Although NASA has used fluorescence instruments to detect chemicals in Earth's atmosphere as part of its climate-studies research, the agency so far hasn't employed the technique in planetary studies.
"NASA has never used it before for planetary ground level exploration. If the agency develops it, it will be the first of a kind," Blagojevic said.
As a planetary-exploration tool, researchers envision BILI as primarily "a rover's sense of smell."
Positioned on a rover's mast, BILI would first scan the terrain looking for dust plumes. Once detected, the instrument, then would command its two ultraviolet lasers to pulse light at the dust.
The illumination would cause the particles inside these dust clouds to resonate or fluoresce.
By analysing the fluorescence, scientists could determine if the dust contained organic particles created relatively recently or in the past. The data also would show the particles' size.
"If the bio-signatures are there, it could be detected in the dust," Blagojevic saidl.
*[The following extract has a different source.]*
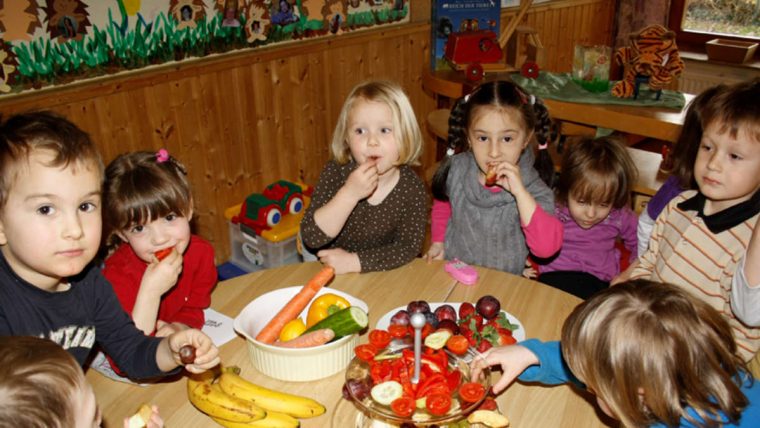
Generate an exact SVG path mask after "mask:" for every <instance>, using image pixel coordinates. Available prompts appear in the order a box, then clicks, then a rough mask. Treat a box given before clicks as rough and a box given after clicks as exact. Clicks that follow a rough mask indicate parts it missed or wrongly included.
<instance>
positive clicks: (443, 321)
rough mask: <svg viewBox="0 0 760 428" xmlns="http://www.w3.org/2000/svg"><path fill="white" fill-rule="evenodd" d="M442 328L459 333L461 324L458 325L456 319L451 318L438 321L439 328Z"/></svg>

BILI has the ability to detect in real-time small levels of complex organic materials from a distance of several hundred meters.
Therefore, it could autonomously search for bio-signatures in plumes above recurring slopes - areas not easily traversed by a rover carrying a variety of in-situ instruments for detailed chemical and biological analysis.
Furthermore, because it could do a ground-level aerosol analysis from afar, BILI reduces the risk of sample contamination that could skew the results.
"This makes our instrument an excellent complementary organic-detection instrument, which we could use in tandem with more sensitive, point sensor-type mass spectrometers that can only measure a small amount of material at once," Blagojevic said.
"BILI's measurements do not require consumables other than electrical power and can be conducted quickly over a broad area. This is a survey instrument, with a nose for certain molecules," he said.